Whether you think stem cell research is immoral or not, this little trope needs to be dealt with.

President Bush vetoed a bill last night to fund stem cell research. He then made a statement which is, to be blunt, a lie:

If this legislation became law, it would compel American taxpayers for the first time in our history to support the deliberate destruction of human embryos.

This is 100% absolutely untrue, and there is no way to interpret the bill to mean this. The bill would provide funding for additional research to use embryos which were going to be discarded anyway.

If the President were really trying to prevent what he thinks of as murder of humans, then he should block any attempts at in-vitro fertilization, which is what creates so many zygotes in the first place. Instead, he goes this route, which satisfies his far-right fundamentalist base without having to deal with actual, y’know, reality, in any way.

His statement is a lie. It is partisan pandering. It is putting ideology before science. It is distorting science.
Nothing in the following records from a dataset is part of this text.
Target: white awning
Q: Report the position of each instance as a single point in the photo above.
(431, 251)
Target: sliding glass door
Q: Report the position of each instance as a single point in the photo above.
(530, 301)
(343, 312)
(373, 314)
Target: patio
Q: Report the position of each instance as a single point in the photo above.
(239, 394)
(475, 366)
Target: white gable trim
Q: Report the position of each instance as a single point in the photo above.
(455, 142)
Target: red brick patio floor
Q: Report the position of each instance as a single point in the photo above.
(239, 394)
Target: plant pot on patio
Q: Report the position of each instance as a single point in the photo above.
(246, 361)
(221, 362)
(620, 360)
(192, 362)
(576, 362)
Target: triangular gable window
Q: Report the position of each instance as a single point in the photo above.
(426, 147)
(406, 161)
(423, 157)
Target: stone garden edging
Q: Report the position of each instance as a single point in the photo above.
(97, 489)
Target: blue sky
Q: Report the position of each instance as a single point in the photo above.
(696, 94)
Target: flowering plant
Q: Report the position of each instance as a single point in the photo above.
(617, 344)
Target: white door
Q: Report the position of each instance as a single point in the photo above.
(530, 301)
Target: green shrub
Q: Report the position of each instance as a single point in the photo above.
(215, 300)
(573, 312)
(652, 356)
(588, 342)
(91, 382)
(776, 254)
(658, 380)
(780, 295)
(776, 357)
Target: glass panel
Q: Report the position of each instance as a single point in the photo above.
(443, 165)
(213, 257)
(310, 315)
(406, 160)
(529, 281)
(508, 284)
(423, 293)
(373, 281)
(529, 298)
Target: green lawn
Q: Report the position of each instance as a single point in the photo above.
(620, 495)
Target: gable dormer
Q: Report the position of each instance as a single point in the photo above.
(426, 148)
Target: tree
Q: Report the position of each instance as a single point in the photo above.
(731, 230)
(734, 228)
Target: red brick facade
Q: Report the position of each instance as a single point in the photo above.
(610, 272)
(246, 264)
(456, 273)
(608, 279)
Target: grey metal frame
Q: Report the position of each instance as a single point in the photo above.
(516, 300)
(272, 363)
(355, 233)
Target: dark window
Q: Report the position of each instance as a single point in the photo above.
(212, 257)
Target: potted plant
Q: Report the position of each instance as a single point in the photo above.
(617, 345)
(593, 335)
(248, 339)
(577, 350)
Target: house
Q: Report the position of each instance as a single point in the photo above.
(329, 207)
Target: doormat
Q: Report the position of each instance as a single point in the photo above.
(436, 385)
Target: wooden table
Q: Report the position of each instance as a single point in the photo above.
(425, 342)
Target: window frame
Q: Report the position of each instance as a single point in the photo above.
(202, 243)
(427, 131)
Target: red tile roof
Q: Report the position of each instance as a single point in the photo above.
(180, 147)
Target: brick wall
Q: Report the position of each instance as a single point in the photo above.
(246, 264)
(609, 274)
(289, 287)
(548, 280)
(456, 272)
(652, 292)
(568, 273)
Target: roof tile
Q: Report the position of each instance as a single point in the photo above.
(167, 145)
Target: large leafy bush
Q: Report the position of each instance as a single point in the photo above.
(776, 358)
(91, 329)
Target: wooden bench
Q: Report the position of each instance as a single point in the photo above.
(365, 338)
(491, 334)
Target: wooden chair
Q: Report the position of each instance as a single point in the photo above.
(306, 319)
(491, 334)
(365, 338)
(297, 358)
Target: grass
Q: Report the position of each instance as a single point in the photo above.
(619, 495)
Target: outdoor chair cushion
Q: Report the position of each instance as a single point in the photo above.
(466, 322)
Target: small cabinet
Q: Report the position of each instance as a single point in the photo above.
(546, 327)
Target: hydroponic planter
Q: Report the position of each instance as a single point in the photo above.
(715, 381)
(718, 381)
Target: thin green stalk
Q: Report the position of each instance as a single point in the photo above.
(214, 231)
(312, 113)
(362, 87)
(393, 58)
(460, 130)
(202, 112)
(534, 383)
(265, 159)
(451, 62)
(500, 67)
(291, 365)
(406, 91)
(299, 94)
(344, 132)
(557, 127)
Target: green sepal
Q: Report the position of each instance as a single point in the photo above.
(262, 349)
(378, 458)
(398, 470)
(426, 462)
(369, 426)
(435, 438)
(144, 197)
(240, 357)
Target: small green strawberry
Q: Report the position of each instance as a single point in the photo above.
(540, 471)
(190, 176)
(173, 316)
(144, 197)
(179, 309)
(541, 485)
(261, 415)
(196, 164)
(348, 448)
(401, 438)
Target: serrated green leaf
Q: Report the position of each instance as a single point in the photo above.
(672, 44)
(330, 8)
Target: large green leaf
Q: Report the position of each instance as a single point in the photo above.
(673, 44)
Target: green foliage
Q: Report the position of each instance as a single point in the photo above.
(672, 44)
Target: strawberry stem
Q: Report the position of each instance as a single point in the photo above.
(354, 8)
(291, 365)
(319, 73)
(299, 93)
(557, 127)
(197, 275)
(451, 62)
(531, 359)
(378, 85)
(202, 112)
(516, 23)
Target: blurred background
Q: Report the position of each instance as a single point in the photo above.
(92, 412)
With evidently no sense of irony, the President also said:

We want to encourage science.

If you can survive reading this statement without your head exploding, then you are either a better person than me, or you haven’t been paying attention. This White House Administration has been the most openly hostile toward science that I can remember. Period.

Media Matters has quite a lot more information on the disinformation on this topic going around.

And I expect the comments to this blog entry will be heated. I understand that. But let me point out that this blog is about science and skepticism, and this topic, while not astronomy, fits that theme perfectly. Science is not a snapshot, it’s a tapestry, and when one thread is attacked the whole pattern can be in danger.